People educated in the law (e.g., judges) would disagree with you:

"Those who wrote our constitutions knew from history and experience that it was necessary to protect against unfounded criminal charges brought to eliminate enemies and against judges too responsive to the voice of higher authority. The framers of the constitutions strove to create an independent judiciary but insisted upon further protection against arbitrary action. Providing an accused with the right trial by a jury of his peers gave him an inestimable safeguard against the corrupt or overzealous prosecutor and against the compliant, biased, or eccentric judge."

(U.S. Supreme Court Justice Byron White, writing for the majority in Duncan v. Louisiana, https://supreme.justia.com/cases/federal/us/391/145/)

I’ve served on 3 juries. Two acquitted, and in each case the facts made the case.

The hardest case was the one that was “not guilty”. The defendant was almost certainly guilty of manslaughter. But for reasons that don’t matter, aspects (time) of key evidence could not be evaluated, which created doubt.
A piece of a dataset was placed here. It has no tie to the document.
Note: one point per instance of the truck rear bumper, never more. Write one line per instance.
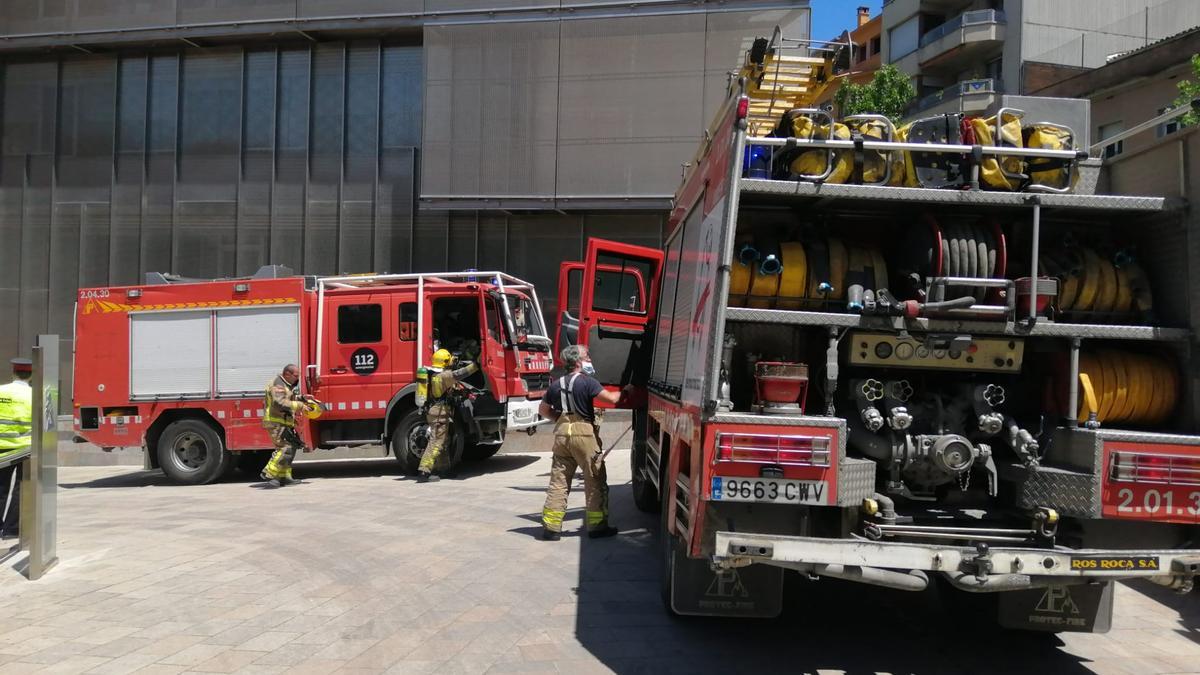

It was a moving experience.

> "I’ve served on 3 juries. Two acquitted, and in each case the facts made the case."

> "The hardest case was the one that was “not guilty”."

Would you clarify? I read the first paragraph as there was one guilty verdict, yet the second paragraph implies there was only one not guilty verdict. Did you perhaps intend two convicted, or alternatively, in the second paragraph, one of the cases that were not guilty?

As I read it, he means that one not guilty was correct. However the other he believes was guilty, but someone messed up the evidence. With the evidence messed up he was forced to vote not guilty on a guilty person.
Sorry I screwed up the first paragraph and missed the edit window.
Acquitted literally means "free from a criminal charge by a verdict of not guilty."
Sorry i edited the paragraph and screwed of up. s/acquitted/convicted/
I don’t think it’s true that it only takes one to stop justice from being served. If one juror disagrees with the other 11, the result is a hung jury and a mistrial, and the prosecution can retry the defendant.
I would be interested in knowing how often trials with a hung jury are retried. Presumably if it goes that long and is that contentious there is a fair amount of resources that have already gone into it, would the state look at it as a sunk cost? Are they more likely to retry a case hung on 11-1 as opposed to say 8-4?
> Except they don't just judge facts. They judge based on the stories they're told.

Combine that with an absurdly low standard of proof and it's no wonder that so many innocent poor people are locked up.